“Il disobbediente. Don Milani a San Donato”. Con Gabriele Giaffreda
Avamposti Teatro Festival 2023 continua giovedì 7 dicembre al Teatro Goldoni di Firenze con “Il disobbediente – Don Milani a San Donato”, produzione del Teatro delle Donne presentata nel 50esimo della scomparsa del “prete scomodo” e ripresa ora nel centenario della nascita.
Lo spettacolo ripercorre la straordinaria esperienza della scuola popolare che Don Milani fondò a San Donato, alle porte di Calenzano, dove accolse insieme bambini e operai, prima del trasferimento a Barbiana: un pericoloso “straniero” ai suoi superiori e a molti altri.
Scritto e diretto da Eugenio Nocciolini, “Il disobbediente” vede Gabriele Giaffreda nel ruolo di protagonista, completano il cast Alessia Niccoli, Mattia Ricchiuti, Rebecca Palmerini, Marco Salvadori, Giulio Valente e Vanessa Zingoni, tutti allievi di TDD TeatroFormAzione.

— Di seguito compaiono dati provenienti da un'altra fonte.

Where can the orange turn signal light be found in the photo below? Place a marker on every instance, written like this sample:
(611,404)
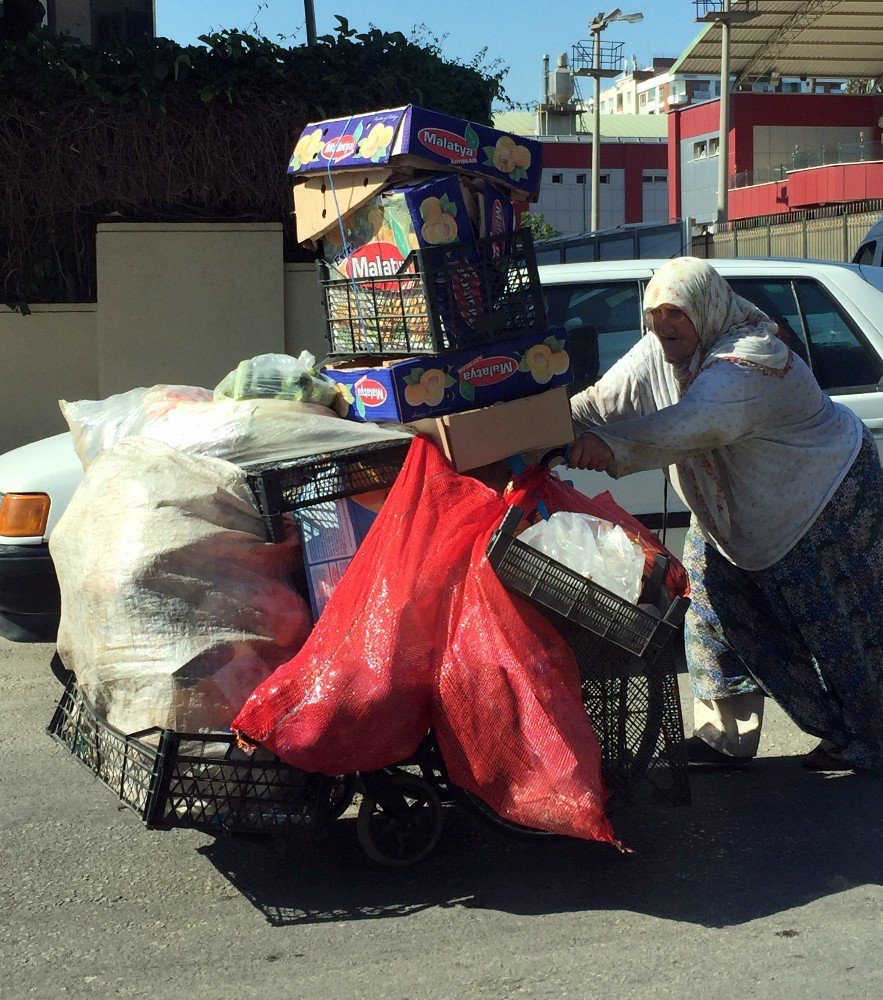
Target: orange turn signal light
(23,515)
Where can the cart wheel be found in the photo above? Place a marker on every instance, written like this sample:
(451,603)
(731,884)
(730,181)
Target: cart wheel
(500,823)
(405,835)
(59,670)
(340,794)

Più che una ripresa, dunque, un nuovo allestimento, con nuovi, giovani, attori nel ruolo degli allievi di Don Milani.
È un’anonima giornata di ottobre, anno 1947. Piove a dirotto. Poche persone sono lì ad accogliere il nuovo cappellano. Un cappellano che in poco più di sette anni cambierà parecchie cose, incluso se stesso.
Figura di rottura, eppure estremamente rigido. Incredibile precursore dei tempi e al contempo severo, categorico. Don Lorenzo Milani, erroneamente definito “il cattocomunista”, è ricordato soprattutto per il periodo vissuto a Barbiana.
Eppure il suo trasferimento a Barbiana, avvenne in conseguenza di ciò che stava facendo come Cappellano di San Donato a Calenzano, borgo a metà strada tra Firenze e Prato, composto prevalentemente da famiglie operaie e contadine.
Don Lorenzo è rimasto cappellano a San Donato per sette anni dal 9/10/47 all’8/12/54, durante questi anni di apostolato aveva fatto il prete diversamente (aveva cercato gli ultimi, i più bisognosi, si era schierato con i più deboli, aveva condiviso le loro ragioni, si era opposto allo sfruttamento sul lavoro dei suoi ragazzi, aveva applicato il Vangelo senza alibi né compromessi. In questo suo impegno si era allontanato, forse senza nemmeno accorgersene, dai metodi della Chiesa regnante che vedeva cattolici al potere a livello nazionale e locale, le porte delle fabbriche che si aprivano alle raccomandazioni dei preti. Quella Chiesa che vedeva curare il mondo tradizionale cattolico e non i distanti.
A Calenzano organizza la scuola popolare per i giovani del popolo come mezzo per evangelizzare. La scuola non era il fine ma il mezzo per parlare di Dio e evangelizzare. Per parlare di Dio occorreva che la parola arrivasse, fosse assimilata, incidesse nella mente e nei cuori dei giovani. Era difficile che questo potesse avvenire se la parola non era posseduta, non era capita, non era viva, non era capace di aprire la mente.
Era la scuola il mezzo per dare la parola e raggiungere mete ben più alte.